As you can see with cat 9.9, AMD added an option to force your maximum desktop clock speeds.  (Note if ya put vista in test mode and remove CCC and install a new beta of ati tray tools, it too will allow ya to push the clock speeds further then what CCC will allowing higher ppd).  Though with a crappy overclock in the screenshot, my ppd and folding times are not bad and rank well with most nvidia cards.  9.9 seems rock solid for folding, best time I still find with 9.3 dlls.   If i get 2 384 packets they fold in synch  about 6400 ppd avg wo the smp fold which is only using 4 threads @ 9:30 sec a fold at no overclock which seems a lot faster then vmware folding.


----------



## audiotranceable (Sep 21, 2009)

Why does Ati get lower points. My 9600GSO is 3K to 3.5K


----------



## 1Kurgan1 (Sep 21, 2009)

He just explained why. They get lower points because on the desktop they run in 2d mode at lower clocks, this will now force them into 3dmode and the higher clocks for a much higher score.


----------



## audiotranceable (Sep 21, 2009)

1Kurgan1 said:


> He just explained why. They get lower points because on the desktop they run in 2d mode at lower clocks, this will now force them into 3dmode and the higher clocks for a much higher score.

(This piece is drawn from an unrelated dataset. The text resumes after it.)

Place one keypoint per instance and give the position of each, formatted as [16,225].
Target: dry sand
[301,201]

ah I didn't see that at the time


----------



## Solaris17 (Sep 21, 2009)

1Kurgan1 said:


> He just explained why. They get lower points because on the desktop they run in 2d mode at lower clocks, this will now force them into 3dmode and the higher clocks for a much higher score.



although that still isnt entirely accurate as its known that nvidia cards pull more ppd in genreal.


----------



## thraxed (Sep 21, 2009)

Well everything been based off previous cat drivers which sucked for folding and stability.   With a good overclock on a card, your ppd should be about 8-12k on a 4870x2.

(ATI uses v1.17, Nvidia v1.15), the community witnessed further fall in number of completed packets per day. If you’re not familiar with Folding@Home packets, every package features certain number of mathematical simulations for tested protein – in case of Nvidia, packet consists out of 25 million, while ATI’s one features 10 million operations. However, due do different type of mathematical operations, Nvidia’s packet usually will result in 480 points, while ATI’s 10 million will return 548 points (or recently introduced ATI packets with 338 points).

I  don't know if that really makes a difference in point accumulation overall and scores.


----------



## newtekie1 (Sep 21, 2009)

1Kurgan1 said:


> He just explained why. They get lower points because on the desktop they run in 2d mode at lower clocks, this will now force them into 3dmode and the higher clocks for a much higher score.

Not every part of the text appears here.